People who have lived under Communist regimes will of course attest to the violence used by rulers, but they will also tell you of the drab, miserable day-to-day sterile mode of existence. Orwell writes of it in his masterpiece 1984. It is a world of number counting and counters, unwavering dehumanization through constant petty criticism, accompanied by fear and stale ideas. It is an atmosphere where anyone with any spark of creativity or passion is instantly identified and flushed out. It is a place where change and justice might be preached in theory but ruthlessly suppressed in practice.
Communism has largely run its destructive course through history, at least the Soviet brand. Few people take it seriously anymore, because as a value system it is so utterly soulless. It only produced results under great and intense duress, and those results were shabby at best. And when there were achievements (like Sputnik), they were never followed up. The system eventually caught up and arrested all forms of excellence.
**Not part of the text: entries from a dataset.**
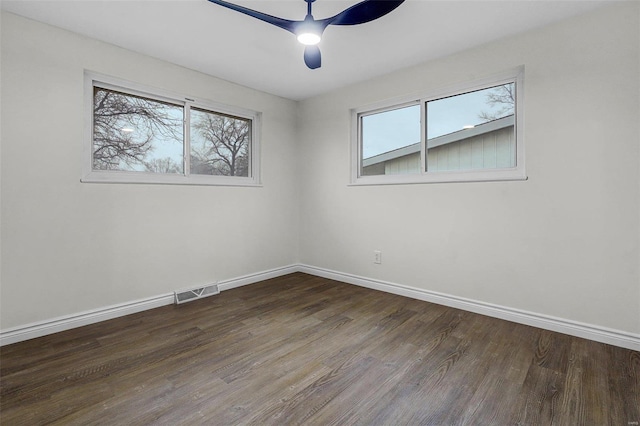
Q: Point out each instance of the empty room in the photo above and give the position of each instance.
(323, 212)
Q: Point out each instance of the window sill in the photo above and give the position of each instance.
(442, 177)
(154, 179)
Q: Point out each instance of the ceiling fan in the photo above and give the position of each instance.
(309, 31)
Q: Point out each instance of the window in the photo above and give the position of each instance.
(138, 135)
(469, 133)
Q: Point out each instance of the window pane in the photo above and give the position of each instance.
(220, 144)
(391, 142)
(132, 133)
(472, 131)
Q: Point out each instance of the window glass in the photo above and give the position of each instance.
(473, 130)
(138, 134)
(391, 141)
(219, 144)
(132, 133)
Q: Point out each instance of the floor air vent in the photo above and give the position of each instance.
(183, 296)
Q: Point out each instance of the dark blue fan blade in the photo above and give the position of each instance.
(285, 24)
(362, 12)
(312, 57)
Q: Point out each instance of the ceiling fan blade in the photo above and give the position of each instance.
(362, 12)
(285, 24)
(312, 57)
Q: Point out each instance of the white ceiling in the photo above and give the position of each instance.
(206, 37)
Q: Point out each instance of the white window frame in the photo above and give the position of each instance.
(89, 175)
(518, 172)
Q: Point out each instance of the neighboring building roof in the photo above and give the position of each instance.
(489, 126)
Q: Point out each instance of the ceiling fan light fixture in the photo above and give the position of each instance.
(309, 38)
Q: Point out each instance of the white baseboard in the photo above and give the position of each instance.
(43, 328)
(572, 328)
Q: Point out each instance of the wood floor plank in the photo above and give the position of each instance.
(301, 349)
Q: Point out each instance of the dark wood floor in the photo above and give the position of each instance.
(306, 350)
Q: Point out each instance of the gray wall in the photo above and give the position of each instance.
(69, 247)
(564, 243)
We are already seeing the same effects of failure in our Corporatist-minded schools. This model has been working its way through the system for almost a decade now, and its leaders, like Lenin and Stalin before them, are largely disdained and discredited. Michelle Rhee, once the darling of the movement, was chased out of Washington, D.C. Superintendent Cami Anderson, Newark’s-once highly regarded ‘reformer’ is universally despised except by New Jersey’s arrogant, equally disgraced governor Chris Christie. She rules a deteriorating regime in an atmosphere of terror that sees the same sort of purges and irrational leadership worthy of Stalin’s times. Even in the suburbs, school boards like Highland Park are going as far as to buy out Superintendents who preach the same nonsense.
It will collapse, this model. It won’t fade out. It will fall. It does real damage to all involved. The level of failure is emerging, and it is massive. It has reverberated all the way down to our teaching academies. Young, intelligent, ambitious people are running away from public education, and frankly, I don’t blame them. They’re dodging a bullet by entering professions and industries where merit and creativity are actually rewarded.
Years from now, perhaps as few as three or five, we will look back with remorse on this Corporatist Educational Model that declared war on our best and brightest educators and students – only to sputter and fail. We’re almost there.